Après le génocide des Tutsis de 1994, deux millions de Hutus ont trouvé refuge au Congo, parmi lesquels figuraient des membres des anciennes Forces Armées Rwandaises et des milices Interahamwe, convaincus d’avoir participé au génocide des Tutsis. Une erreur majeure a été commise, consistant à laisser ‘’sécuriser’’ leurs camps jouxtant la frontière rwandaise par des militaires armés. On s’est rapidement aperçu que les réfugiés-hommes y disparaissaient, laissant derrière eux blessés, vieillards, femmes et enfants et, finalement, qu’ils avaient tous été massacrés. C’était au tour des Hutus, restés fidèles à leur communauté pendant le génocide précédent, de subir un contre-génocide de la part des Tutsis. En septembre 2005, les anciens rebelles armés ont été éliminés par des nouveaux, pro-rwandais (Tutsis) et qui sont devenus les ‘’Forces armées congolaises’’ par la vertu des armes. Des fosses communes ont été alors découvertes près de Rutshuru. Militaires rwandais et anciens rebelles de l’Alliance des forces démocratiques pour la libération du Congo (AFDL) de Laurent-Désiré Kabila ont été mis en cause. Entre autres épisodes sanglants, le 24 août 1998, ils avaient massacré, selon l’ONU, plus d’un millier de villageois congolais, dont de nombreuses femmes et enfants, dans plusieurs villages du Sud-Kivu, vraisemblablement en représailles d’une embuscade. Des Oradour sur Glane !

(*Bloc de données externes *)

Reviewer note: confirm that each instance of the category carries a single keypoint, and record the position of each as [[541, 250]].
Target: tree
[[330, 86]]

Joseph Kabila, triste ‘’héritier du trône’’, tenait à se faire adouber par les Nations unies et, pour cela, à faire oublier cette décennie d’atrocités. Dans un premier temps, il a donc accepté – à la légère – le principe du rapport que l’ancienne procureur Louise Arbour est venue lui présenter. L’enquête a progressé, la société civile se mettant à parler, mais bientôt des menaces se sont mises à peser sur la mission onusienne avec laquelle Kabila a cessé toute coopération. Un pré-rapport est enfin sorti dans les médias, en août 2010, causant une virulente contre-attaque du Rwanda et d’autres gouvernements. ‘’Si l’ONU publie son rapport outrancier et préjudiciable’’, menaçait Kigali, ‘’nous retirerons nos 3 500 Casques bleus envoyés en maintien de la Paix au Soudan’’. Toujours habile à jouer de la mauvaise conscience internationale à propos du génocide des Tutsis, le président rwandais Paul Kagame, a mobilisé ses soutiens à New York, où beaucoup d’Etats s’étaient déjà ligués contre un précédent rapport Mapping pour des faits identiques exhumés du conflit afghan (impliquant notamment, les Etats-Unis). En fin de compte, le rapport sur la RDC sortira discrètement sur un des sites web de l’ONU. Il n’aura connu aucune suite en 17 ans, donc.

Tristement, l’ONU à Genève s’est heurtée aux humeurs de l’ONU à New York : Droits humains au Congo contre service de la Paix a Soudan. De quoi méditer l’inconsistance du monde.